Edward James Olmos in Battlestar Galactica
Adama on Battlestar Galactica

The last decade has been particularly packed for the one time BSG star. He would play Professor James Gellar in the sixth season of Dexter and Robert Gonzales in Agents of S.H.I.E.L.D. Edward James Olmos would reprise his roll of Gaff in 2017’s Blade Runner 2049.

Edward James Olmos
Edward James Olmos on Dexter

Edward James Olmos has always had a gift for voice acting as well, ever since he provided the English voice of Mito for Nasuicaä of the Valley of the Wind. In recent years, he’s voiced characters in Beverly Hills Chihuahua, The Simpsons and in Pixar’s 2017 film, Coco

Behind the Camera

Despite how much work he’s had in front of the camera, Edward James Olmos has also been prolific behind the scenes. His first work as a director came in an episode of Miami Vice back in 1985. Since then, he acted and starred in 1992’s American Me, 2002’s Jack and Marilyn, the TV movie Walkout from 2006.

Battlestar Galactica

Edward James Olmos also directed four great episodes of Battlestar Galactica: “Tigh Me Up, Tigh Me Down,” “Taking a Break from All Your Worries,” “Escape Velocity” and “Island in a Stream of Stars.” In addition to this, Edward James Olmos directed Battlestar Galactica: The Plan.

Edward James Olmos: Activist

Edward James Olmos

Edward James Olmos has also been extremely active over the last few decades through his activism on many different fronts. He helped clean Los Angeles after the Rodney King riots in 1992. In the 90s, he co-founded the non-profit organization, Latino Literacy Now and the Los Angeles Latino International Film Festival.

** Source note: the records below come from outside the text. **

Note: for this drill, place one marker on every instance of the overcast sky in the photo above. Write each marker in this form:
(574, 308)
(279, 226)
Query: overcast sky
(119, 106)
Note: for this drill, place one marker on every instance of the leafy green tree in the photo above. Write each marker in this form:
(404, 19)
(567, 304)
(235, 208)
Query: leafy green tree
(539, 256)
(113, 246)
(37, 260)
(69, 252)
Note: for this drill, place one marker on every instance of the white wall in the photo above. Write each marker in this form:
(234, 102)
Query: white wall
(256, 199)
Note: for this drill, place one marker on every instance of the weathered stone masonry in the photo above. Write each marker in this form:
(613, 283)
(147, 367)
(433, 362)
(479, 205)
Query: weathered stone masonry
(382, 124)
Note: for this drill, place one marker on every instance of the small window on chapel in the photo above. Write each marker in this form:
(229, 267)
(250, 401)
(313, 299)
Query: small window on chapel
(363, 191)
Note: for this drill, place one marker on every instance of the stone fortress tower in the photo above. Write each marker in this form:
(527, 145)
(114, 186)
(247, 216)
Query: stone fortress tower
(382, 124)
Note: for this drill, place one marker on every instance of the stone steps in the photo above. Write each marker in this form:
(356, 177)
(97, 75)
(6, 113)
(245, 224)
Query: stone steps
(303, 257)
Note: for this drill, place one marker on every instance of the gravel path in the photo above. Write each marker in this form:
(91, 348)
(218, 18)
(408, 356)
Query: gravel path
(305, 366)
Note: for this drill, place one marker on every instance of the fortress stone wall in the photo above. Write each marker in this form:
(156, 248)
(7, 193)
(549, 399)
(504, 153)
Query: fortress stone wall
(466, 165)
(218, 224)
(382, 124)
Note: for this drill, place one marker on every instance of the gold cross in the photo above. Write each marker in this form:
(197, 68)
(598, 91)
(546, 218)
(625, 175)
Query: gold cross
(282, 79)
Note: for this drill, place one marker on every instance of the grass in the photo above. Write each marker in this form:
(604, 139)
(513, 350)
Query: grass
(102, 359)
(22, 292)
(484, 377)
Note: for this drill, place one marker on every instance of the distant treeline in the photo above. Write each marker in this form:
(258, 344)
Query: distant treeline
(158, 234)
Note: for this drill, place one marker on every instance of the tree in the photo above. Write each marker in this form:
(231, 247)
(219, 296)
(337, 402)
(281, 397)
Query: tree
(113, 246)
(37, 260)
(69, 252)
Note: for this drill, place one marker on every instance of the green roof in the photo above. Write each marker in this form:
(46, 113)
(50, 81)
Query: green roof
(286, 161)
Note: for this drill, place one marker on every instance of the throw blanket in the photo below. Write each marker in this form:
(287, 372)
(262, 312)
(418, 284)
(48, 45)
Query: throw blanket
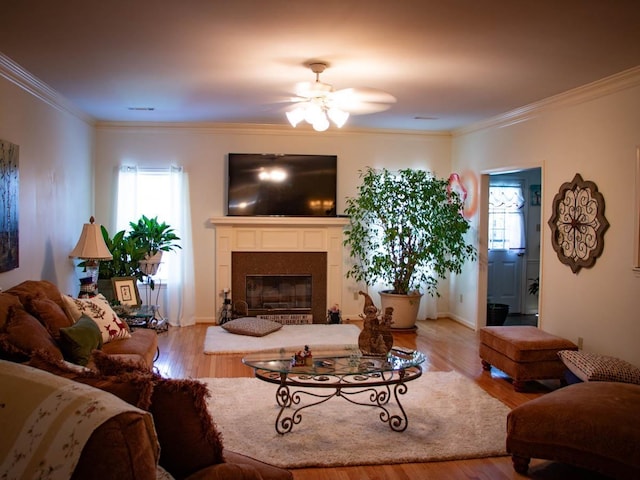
(46, 420)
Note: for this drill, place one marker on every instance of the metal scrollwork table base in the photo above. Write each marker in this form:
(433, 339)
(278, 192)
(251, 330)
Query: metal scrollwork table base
(378, 382)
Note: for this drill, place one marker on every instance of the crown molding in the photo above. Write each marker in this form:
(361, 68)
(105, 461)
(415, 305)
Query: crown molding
(29, 83)
(620, 81)
(253, 129)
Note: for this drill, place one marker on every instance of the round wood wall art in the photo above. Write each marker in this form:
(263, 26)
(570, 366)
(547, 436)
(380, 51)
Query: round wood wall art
(578, 223)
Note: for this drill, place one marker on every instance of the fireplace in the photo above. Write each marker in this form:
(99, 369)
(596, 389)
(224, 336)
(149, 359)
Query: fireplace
(281, 283)
(277, 293)
(298, 246)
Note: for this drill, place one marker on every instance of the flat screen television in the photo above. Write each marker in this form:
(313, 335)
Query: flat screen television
(281, 185)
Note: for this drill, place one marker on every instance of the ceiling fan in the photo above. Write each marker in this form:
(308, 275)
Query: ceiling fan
(317, 102)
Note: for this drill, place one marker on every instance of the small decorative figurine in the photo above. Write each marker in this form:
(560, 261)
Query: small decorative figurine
(333, 314)
(375, 337)
(303, 358)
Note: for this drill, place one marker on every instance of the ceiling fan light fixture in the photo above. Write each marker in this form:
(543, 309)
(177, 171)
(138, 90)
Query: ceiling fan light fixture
(295, 116)
(321, 123)
(337, 116)
(312, 112)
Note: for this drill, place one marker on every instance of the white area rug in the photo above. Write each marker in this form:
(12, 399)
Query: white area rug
(449, 417)
(218, 341)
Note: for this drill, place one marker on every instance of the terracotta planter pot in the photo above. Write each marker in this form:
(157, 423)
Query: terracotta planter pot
(405, 308)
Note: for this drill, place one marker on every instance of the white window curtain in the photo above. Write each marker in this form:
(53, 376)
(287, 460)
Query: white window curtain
(163, 193)
(506, 218)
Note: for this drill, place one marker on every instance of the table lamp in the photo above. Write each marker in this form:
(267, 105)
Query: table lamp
(90, 248)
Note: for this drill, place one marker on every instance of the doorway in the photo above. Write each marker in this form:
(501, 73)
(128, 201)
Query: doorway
(514, 243)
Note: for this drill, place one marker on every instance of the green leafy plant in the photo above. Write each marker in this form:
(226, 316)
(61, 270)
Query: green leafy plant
(406, 230)
(153, 236)
(126, 256)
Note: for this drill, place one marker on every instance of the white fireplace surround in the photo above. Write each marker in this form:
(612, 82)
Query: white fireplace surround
(279, 234)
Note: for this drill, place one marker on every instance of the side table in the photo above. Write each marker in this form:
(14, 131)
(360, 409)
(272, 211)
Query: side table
(144, 316)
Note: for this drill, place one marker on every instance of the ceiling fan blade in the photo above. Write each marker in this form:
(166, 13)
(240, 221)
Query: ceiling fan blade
(361, 101)
(364, 95)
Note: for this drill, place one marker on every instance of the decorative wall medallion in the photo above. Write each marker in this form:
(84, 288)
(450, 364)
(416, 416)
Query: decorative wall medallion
(578, 223)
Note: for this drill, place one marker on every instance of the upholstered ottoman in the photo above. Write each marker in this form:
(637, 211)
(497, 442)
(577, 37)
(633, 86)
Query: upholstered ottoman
(523, 352)
(593, 425)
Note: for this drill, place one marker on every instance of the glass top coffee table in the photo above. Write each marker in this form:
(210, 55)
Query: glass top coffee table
(370, 381)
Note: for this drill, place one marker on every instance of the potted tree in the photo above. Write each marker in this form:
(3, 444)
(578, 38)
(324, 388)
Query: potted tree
(125, 263)
(406, 230)
(154, 238)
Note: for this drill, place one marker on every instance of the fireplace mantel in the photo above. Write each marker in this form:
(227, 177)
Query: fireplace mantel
(279, 234)
(280, 221)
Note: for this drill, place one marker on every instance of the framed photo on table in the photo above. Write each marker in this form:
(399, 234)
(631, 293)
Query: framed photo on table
(125, 290)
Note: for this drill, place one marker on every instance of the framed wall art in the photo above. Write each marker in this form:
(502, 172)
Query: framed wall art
(125, 290)
(9, 235)
(578, 223)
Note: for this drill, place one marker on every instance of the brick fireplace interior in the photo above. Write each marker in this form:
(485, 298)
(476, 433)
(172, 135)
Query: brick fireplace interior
(296, 268)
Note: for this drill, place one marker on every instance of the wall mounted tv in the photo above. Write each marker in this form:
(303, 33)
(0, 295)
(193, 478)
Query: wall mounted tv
(281, 184)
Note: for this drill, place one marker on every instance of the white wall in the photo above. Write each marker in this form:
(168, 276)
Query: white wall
(202, 151)
(56, 183)
(595, 132)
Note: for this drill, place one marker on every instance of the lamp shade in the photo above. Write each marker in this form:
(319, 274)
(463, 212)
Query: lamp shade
(91, 244)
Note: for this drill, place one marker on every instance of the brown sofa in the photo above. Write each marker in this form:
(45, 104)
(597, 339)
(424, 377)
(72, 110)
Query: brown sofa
(190, 446)
(593, 425)
(20, 335)
(182, 439)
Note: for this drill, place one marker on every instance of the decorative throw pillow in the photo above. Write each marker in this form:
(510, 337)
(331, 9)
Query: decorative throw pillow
(252, 326)
(116, 365)
(49, 313)
(99, 310)
(188, 437)
(591, 367)
(23, 334)
(78, 341)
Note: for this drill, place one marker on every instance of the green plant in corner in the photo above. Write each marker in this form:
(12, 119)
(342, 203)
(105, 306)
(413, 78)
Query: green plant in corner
(126, 256)
(406, 230)
(154, 236)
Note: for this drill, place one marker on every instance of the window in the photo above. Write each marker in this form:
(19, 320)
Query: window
(163, 193)
(506, 217)
(150, 192)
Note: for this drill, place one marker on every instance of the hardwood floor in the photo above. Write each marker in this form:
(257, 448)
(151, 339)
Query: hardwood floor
(448, 345)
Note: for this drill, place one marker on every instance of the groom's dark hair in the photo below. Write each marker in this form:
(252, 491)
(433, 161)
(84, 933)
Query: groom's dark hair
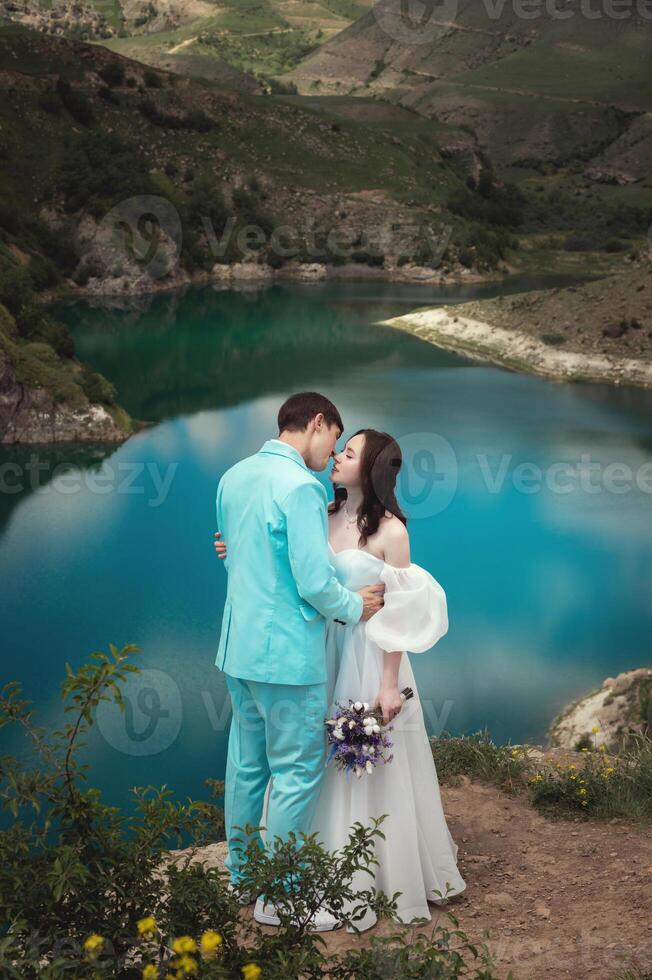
(295, 413)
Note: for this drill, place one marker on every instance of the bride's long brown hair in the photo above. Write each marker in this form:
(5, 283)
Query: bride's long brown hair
(379, 465)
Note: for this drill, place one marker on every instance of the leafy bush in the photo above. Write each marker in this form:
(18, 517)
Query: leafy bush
(112, 73)
(87, 891)
(15, 285)
(580, 243)
(151, 78)
(605, 787)
(100, 170)
(44, 272)
(489, 203)
(9, 217)
(96, 387)
(77, 104)
(250, 209)
(49, 102)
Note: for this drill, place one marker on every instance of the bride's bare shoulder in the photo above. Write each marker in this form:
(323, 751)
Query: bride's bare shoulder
(394, 540)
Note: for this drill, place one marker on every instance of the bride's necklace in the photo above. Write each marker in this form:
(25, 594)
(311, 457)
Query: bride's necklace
(349, 519)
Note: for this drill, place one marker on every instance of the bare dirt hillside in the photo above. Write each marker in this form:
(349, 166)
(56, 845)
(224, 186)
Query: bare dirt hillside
(560, 898)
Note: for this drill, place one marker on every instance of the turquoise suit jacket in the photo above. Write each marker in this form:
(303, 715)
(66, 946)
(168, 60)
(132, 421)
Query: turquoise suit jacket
(281, 588)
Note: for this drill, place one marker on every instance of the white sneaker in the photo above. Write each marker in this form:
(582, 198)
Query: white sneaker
(322, 921)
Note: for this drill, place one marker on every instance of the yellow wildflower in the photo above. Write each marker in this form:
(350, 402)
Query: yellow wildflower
(146, 926)
(210, 942)
(184, 944)
(94, 943)
(251, 971)
(185, 965)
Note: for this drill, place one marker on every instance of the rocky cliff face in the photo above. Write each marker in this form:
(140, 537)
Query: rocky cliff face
(31, 415)
(621, 706)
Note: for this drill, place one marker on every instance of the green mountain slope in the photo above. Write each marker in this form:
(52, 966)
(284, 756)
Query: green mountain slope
(533, 90)
(232, 41)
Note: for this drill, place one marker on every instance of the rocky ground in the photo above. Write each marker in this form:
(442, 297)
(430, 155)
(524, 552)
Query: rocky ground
(561, 898)
(608, 316)
(597, 331)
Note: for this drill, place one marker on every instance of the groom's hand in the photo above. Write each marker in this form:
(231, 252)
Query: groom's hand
(372, 600)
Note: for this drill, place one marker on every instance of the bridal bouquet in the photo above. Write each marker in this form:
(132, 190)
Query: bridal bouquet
(358, 740)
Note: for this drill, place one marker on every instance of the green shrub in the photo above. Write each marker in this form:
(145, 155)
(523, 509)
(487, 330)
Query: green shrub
(9, 217)
(44, 272)
(77, 104)
(49, 103)
(15, 285)
(151, 78)
(87, 891)
(112, 73)
(96, 387)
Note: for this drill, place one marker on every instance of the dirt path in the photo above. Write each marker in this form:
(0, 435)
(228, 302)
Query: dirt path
(562, 898)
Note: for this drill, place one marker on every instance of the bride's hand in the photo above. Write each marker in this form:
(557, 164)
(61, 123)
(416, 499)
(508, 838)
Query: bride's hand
(390, 702)
(220, 546)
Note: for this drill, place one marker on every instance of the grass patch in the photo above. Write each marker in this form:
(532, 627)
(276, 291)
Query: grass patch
(604, 786)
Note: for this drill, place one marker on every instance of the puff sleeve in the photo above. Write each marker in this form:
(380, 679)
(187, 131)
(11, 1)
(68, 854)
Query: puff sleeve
(415, 614)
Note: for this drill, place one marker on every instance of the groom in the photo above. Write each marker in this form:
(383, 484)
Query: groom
(281, 589)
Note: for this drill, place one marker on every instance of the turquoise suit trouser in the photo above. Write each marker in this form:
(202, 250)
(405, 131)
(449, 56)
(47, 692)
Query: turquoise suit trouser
(277, 731)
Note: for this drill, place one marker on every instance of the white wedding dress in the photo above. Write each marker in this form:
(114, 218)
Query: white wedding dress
(418, 856)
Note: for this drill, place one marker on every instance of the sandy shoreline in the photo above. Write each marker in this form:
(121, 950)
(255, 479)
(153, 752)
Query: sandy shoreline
(517, 350)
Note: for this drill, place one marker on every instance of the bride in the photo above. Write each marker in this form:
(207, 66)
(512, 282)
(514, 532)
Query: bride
(369, 542)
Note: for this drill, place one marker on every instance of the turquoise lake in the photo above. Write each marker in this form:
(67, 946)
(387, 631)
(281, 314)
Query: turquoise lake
(530, 502)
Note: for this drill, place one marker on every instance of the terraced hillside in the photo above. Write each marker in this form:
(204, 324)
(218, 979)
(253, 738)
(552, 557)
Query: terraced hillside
(534, 90)
(233, 41)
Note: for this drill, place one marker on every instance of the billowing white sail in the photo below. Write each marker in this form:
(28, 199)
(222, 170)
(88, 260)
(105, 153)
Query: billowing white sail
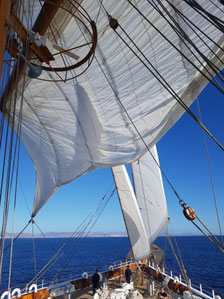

In an attempt to push back against Hispanic stereotypes, Edward James Olmos founded Latino Public Broadcasting, which works to fund public television programming on Latino issues. He also often visits teenagers at detention centers and juvenile halls and has been an ambassador for UNICEF.

Edward James Olmos was arrested in 2001 and spent twenty days in jail after attending the Navy-Vieques protests, which fought back against the United States Navy bombing the Puerto Rican island of Vieques. He has also worked closely with the SENS Research Foundation to help fight against diseases that can be caused by aging.

Edward James Olmos has been particularly vocal in recent months regarding his views on much needed. After Latinos were shut out of the nominees for the 72nd annual Primetime Emmy Awards, he stated, “There’s diversity, but as far as giving them credit and giving them a sense of balance, there’s none. I mean, indigenous people, Asian people, the Latino people are nowhere to be found and they haven’t been for a long time.”

Edward James Olmos in particular pointed out the Emmy’s snubbing of Rita Moreno for One Day at a Time and for overlooking Gina Rodriguez’s work on Jane the Virgin. Olmos has also said the outrage over the murder of George Floyd should motivate positive change in the Hollywood system.

Edward James Olmos NOW

Edward James Olmos

At the age of 73, Olmos is showing no signs of slowing down any time soon. He’s one of the leads on the show Mayans M.C. In October of 2020, he will release The Devil Has a Name – which he directed and stars in. The film also features David Strathairn, Alfred Molina, Kate Bosworth, Martin Sheen and Haley Joel Osment. The Devil Has a Name is a dark comedy about a farmer (Strathairn), whose farm is poisoned by a gas company.

Edward James Olmos currently has three films awaiting release, including the coming-of-age drama, Chasing Wonders, a starring role in Walking with Herb and The Art of Living, based on the true story of a wrongfully convinced teenager. He also has a documentary Exile Nation: The Plastic People, which is currently available for free on YouTube. 

On Mayans M.C.

This week, The Paley Center for Media announced their first Hispanic Heritage Month Celebration. The event which is currently occurring, is part of Paley’s commitment to promoting diverse voices in media and entertainment. They recently aired “A Tribute to Hispanic Achievements in Television,” which honored such groundbreaking entertainment luminaries in Hispanic community as Edward James Olmos, as well as Gloria Estefan, Eva Longoria, Jimmy Smits and Soledad O’Brien.